A police officer has been nicknamed ‘The Hoff’ after risking his life to save a drowning man – by jumping into a freezing river.

Student officer PC Mohammed Nadeem had seen the man standing by the edge of the water on Saturday afternoon. 

The Greater Manchester Police trainee watched as specialist officers started negotiating with the man – but suddenly he fell into the freezing River Irwell, in Radcliffe.

PC Nadeem jumped in to rescue him, grabbed hold and despite the plunging temperatures he dragged him to safety.

 The man, in his 30s, is now safe.

Supt Rick Jackson of GMP’s Bury Borough, said: ‘As with any incident that we respond to, the safety of the public is our number one priority.

‘Sometimes that means putting them first, ahead of your own safety.

‘Without hesitation, PC Nadeem dived off an eight foot drop into freezing, deep and fast moving water.

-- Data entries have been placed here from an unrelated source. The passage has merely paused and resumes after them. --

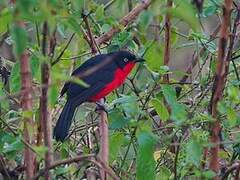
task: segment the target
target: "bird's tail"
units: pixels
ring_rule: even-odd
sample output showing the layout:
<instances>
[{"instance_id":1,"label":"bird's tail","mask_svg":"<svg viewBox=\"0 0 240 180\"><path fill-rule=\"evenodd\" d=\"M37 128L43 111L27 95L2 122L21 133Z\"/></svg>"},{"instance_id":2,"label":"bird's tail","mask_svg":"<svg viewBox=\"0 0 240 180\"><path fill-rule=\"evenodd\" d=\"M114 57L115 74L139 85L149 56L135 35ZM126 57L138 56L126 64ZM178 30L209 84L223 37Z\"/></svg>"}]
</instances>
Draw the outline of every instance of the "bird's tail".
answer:
<instances>
[{"instance_id":1,"label":"bird's tail","mask_svg":"<svg viewBox=\"0 0 240 180\"><path fill-rule=\"evenodd\" d=\"M76 107L73 106L71 101L66 102L53 131L53 137L57 141L64 141L68 135L68 130L71 126L75 109Z\"/></svg>"}]
</instances>

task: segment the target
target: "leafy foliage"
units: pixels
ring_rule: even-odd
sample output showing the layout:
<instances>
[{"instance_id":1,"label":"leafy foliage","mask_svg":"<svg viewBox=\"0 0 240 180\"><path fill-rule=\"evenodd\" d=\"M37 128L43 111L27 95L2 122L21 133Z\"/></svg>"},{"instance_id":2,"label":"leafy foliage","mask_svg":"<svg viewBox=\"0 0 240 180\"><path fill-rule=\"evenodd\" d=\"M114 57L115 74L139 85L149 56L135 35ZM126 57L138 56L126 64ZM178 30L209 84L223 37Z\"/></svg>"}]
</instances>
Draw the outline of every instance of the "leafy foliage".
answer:
<instances>
[{"instance_id":1,"label":"leafy foliage","mask_svg":"<svg viewBox=\"0 0 240 180\"><path fill-rule=\"evenodd\" d=\"M96 39L111 28L120 29L109 42L99 45L101 53L127 48L146 59L122 87L107 97L109 167L121 179L212 179L216 176L209 170L207 151L213 146L209 127L215 119L209 113L209 104L217 68L218 35L210 36L209 32L213 31L212 26L217 26L223 1L205 0L203 11L198 14L190 0L173 0L172 7L167 7L166 1L155 0L133 23L126 27L120 25L119 20L131 10L131 4L135 7L139 3L135 0L18 0L15 4L0 1L0 48L4 42L14 54L11 59L0 51L0 70L6 66L11 72L8 84L0 84L0 160L7 170L15 172L23 166L22 117L33 117L35 126L29 129L32 135L37 133L41 64L50 65L48 103L54 124L65 102L59 98L63 83L71 80L87 86L82 80L70 77L73 69L92 56L85 40L88 27L84 14ZM232 28L237 11L234 7ZM167 14L171 17L170 64L164 64ZM24 22L26 28L19 22ZM42 54L44 22L49 25L47 40L56 40L53 52L49 52L53 44L48 45L47 56ZM23 52L27 52L31 64L31 112L22 111L19 104L22 83L19 59ZM193 63L196 56L197 62ZM218 103L222 173L240 158L238 43L234 44L231 58L223 99ZM169 82L163 80L166 75L170 77ZM188 79L184 80L184 76ZM88 103L81 105L71 136L63 143L53 140L57 160L99 152L99 115L94 109ZM39 168L44 166L47 148L41 142L32 147ZM91 162L80 161L58 166L51 172L56 179L80 179L85 178L89 167L97 169ZM1 165L0 173L4 175ZM17 175L20 178L22 174ZM229 178L235 174L229 174Z\"/></svg>"}]
</instances>

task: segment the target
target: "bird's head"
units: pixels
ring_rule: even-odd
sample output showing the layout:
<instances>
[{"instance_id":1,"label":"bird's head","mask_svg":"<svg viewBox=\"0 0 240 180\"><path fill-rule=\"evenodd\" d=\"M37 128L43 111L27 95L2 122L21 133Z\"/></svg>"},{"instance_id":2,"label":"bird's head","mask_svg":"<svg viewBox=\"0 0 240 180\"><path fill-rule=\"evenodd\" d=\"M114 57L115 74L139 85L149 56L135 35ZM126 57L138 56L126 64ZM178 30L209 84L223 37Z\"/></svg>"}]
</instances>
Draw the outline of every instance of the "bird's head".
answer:
<instances>
[{"instance_id":1,"label":"bird's head","mask_svg":"<svg viewBox=\"0 0 240 180\"><path fill-rule=\"evenodd\" d=\"M137 57L136 55L130 53L129 51L116 51L110 53L110 56L112 56L112 58L120 68L124 68L129 63L135 64L138 62L145 61L143 58Z\"/></svg>"}]
</instances>

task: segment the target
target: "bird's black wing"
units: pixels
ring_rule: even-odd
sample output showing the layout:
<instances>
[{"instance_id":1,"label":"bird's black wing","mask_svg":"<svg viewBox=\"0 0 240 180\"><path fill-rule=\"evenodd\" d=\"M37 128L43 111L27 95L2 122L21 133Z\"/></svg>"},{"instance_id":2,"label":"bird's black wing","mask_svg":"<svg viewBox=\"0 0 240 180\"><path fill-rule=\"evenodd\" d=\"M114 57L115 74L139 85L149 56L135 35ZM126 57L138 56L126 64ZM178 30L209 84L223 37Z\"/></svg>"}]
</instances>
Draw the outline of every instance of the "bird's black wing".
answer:
<instances>
[{"instance_id":1,"label":"bird's black wing","mask_svg":"<svg viewBox=\"0 0 240 180\"><path fill-rule=\"evenodd\" d=\"M81 77L82 73L91 71L93 68L96 68L93 72ZM116 68L117 64L114 60L109 59L107 55L98 55L91 58L72 73L73 76L78 77L78 75L80 75L80 78L87 83L89 87L83 87L79 84L69 82L66 88L67 99L77 99L77 96L81 96L87 92L87 95L84 95L86 96L84 97L86 101L89 97L96 95L105 87L106 84L110 83L114 79ZM93 92L92 89L98 82L102 83L102 87L100 90Z\"/></svg>"},{"instance_id":2,"label":"bird's black wing","mask_svg":"<svg viewBox=\"0 0 240 180\"><path fill-rule=\"evenodd\" d=\"M106 54L100 54L100 55L97 55L97 56L94 56L94 57L88 59L83 64L81 64L77 69L75 69L72 72L71 76L77 76L78 74L84 73L89 68L100 64L106 57L107 57ZM86 78L84 78L84 79L86 79ZM60 96L63 96L68 91L68 88L71 84L72 84L72 82L66 82L64 84L64 86L61 90ZM84 90L85 88L82 86L82 89Z\"/></svg>"}]
</instances>

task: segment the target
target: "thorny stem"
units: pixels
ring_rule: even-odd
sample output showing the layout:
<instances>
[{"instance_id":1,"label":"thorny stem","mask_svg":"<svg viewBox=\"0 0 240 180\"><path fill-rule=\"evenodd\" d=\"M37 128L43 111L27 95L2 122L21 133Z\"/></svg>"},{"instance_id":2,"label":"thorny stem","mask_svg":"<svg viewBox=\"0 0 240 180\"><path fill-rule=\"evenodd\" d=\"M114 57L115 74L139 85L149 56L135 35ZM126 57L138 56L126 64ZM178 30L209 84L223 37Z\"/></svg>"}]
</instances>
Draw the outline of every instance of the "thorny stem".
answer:
<instances>
[{"instance_id":1,"label":"thorny stem","mask_svg":"<svg viewBox=\"0 0 240 180\"><path fill-rule=\"evenodd\" d=\"M209 168L218 174L219 172L219 142L220 142L220 131L221 125L218 119L217 105L222 99L223 91L226 83L226 78L228 74L228 61L226 59L226 48L228 42L228 30L230 24L232 10L232 0L225 0L223 6L223 21L220 29L220 39L218 44L218 61L217 69L214 77L214 84L212 88L212 97L209 105L209 113L212 115L215 122L211 124L211 137L210 141L215 144L210 148L210 164ZM215 179L219 179L218 176Z\"/></svg>"},{"instance_id":2,"label":"thorny stem","mask_svg":"<svg viewBox=\"0 0 240 180\"><path fill-rule=\"evenodd\" d=\"M43 41L42 41L42 54L46 56L47 54L47 34L48 34L48 24L44 22L43 24ZM51 47L53 48L53 47ZM53 48L54 49L54 48ZM47 62L43 62L41 65L41 97L40 97L40 123L42 127L43 137L44 137L44 145L48 148L45 154L45 179L50 180L50 172L48 168L50 167L53 161L52 155L52 121L49 118L48 113L48 85L50 83L50 68Z\"/></svg>"}]
</instances>

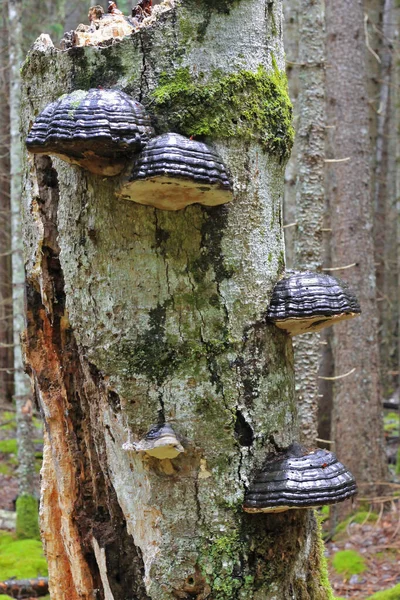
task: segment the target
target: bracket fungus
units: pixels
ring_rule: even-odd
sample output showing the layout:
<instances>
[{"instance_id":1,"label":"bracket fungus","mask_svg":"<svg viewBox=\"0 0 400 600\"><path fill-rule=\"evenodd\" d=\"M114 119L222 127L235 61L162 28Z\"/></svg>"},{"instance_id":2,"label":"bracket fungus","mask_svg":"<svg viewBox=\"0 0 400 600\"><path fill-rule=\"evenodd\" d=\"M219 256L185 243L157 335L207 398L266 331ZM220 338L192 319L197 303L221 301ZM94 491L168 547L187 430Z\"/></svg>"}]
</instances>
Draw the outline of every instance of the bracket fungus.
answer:
<instances>
[{"instance_id":1,"label":"bracket fungus","mask_svg":"<svg viewBox=\"0 0 400 600\"><path fill-rule=\"evenodd\" d=\"M175 431L168 423L154 425L140 442L127 442L123 445L123 449L146 452L149 456L160 460L176 458L178 454L185 451Z\"/></svg>"},{"instance_id":2,"label":"bracket fungus","mask_svg":"<svg viewBox=\"0 0 400 600\"><path fill-rule=\"evenodd\" d=\"M196 202L217 206L232 200L224 163L209 146L176 133L151 139L137 156L118 196L163 210Z\"/></svg>"},{"instance_id":3,"label":"bracket fungus","mask_svg":"<svg viewBox=\"0 0 400 600\"><path fill-rule=\"evenodd\" d=\"M36 118L26 140L34 154L51 154L97 175L113 176L154 135L144 107L119 90L76 90Z\"/></svg>"},{"instance_id":4,"label":"bracket fungus","mask_svg":"<svg viewBox=\"0 0 400 600\"><path fill-rule=\"evenodd\" d=\"M343 281L322 273L293 273L276 284L267 319L290 335L319 331L361 313Z\"/></svg>"},{"instance_id":5,"label":"bracket fungus","mask_svg":"<svg viewBox=\"0 0 400 600\"><path fill-rule=\"evenodd\" d=\"M285 452L267 457L246 491L243 510L283 512L336 504L357 493L353 475L334 454L309 451L292 444Z\"/></svg>"}]
</instances>

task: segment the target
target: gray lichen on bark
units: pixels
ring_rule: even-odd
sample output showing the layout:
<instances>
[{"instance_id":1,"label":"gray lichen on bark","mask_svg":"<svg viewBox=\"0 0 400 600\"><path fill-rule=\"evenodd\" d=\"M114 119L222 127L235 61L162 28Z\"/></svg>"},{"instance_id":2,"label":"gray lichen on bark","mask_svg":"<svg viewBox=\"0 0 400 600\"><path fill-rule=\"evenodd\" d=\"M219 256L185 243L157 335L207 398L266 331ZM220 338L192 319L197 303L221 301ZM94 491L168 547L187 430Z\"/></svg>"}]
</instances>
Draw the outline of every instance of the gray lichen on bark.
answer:
<instances>
[{"instance_id":1,"label":"gray lichen on bark","mask_svg":"<svg viewBox=\"0 0 400 600\"><path fill-rule=\"evenodd\" d=\"M217 68L283 69L279 2L206 8L177 3L153 27L101 48L34 48L24 133L77 88L116 86L151 111L160 78L179 68L201 69L206 81ZM44 342L31 335L27 357L53 457L47 451L43 498L68 549L67 592L50 561L57 598L98 587L101 598L126 600L133 581L135 597L160 600L330 597L312 514L241 511L253 470L296 435L291 343L264 322L284 267L284 165L256 140L207 142L231 171L235 199L177 213L117 200L123 176L101 179L54 158L59 248L49 244L38 159L27 162L28 322ZM184 454L159 461L122 448L164 419ZM108 516L120 529L106 534ZM54 544L44 510L42 523ZM125 583L109 568L116 556L134 557Z\"/></svg>"}]
</instances>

‘The man is now safe and receiving the treatment he needs.

‘I’d like to personal commend PC Nadeem’s actions.

‘They were a prime example of why people join the force, to protect people and make sure they are away from harm.

‘He’s also gained the nickname ‘The Hoff’ by his colleagues so I’m sure he won’t be forgetting this anytime soon!’

Student officer PC Mohammed Nadeem has been nicknamed 'The Hoff' by his colleagues after Baywatch star David Hasselhoff

Student officer PC Mohammed Nadeem (left) has been nicknamed ‘The Hoff’ by his colleagues after Baywatch star David Hasselhoff (right)

Yesterday, both rescuers said both men were in a state of ‘near hypothermia’ when they were pulled from the river.

Greater Manchester Fire and Rescue Service crew manager Ted Dorrington said: ‘The river was in flood so it was quite deep.

‘The issue that we had was that they were only 10 or 15 feet from a weir which recycles, having a tumble drier effect, so we were wary of that.

‘It is a big hazard on a river, especially with it being in flood.’

The man and the brave officer, also aged in his 30s, were then handed over to paramedics who dried them off and took them hospital.

Mr Dorrington said: ‘The police officer was that cold that we had to take his clothing off and put a foil blanket on him.

‘He was shivering and dithering when we got him in to the ambulance.’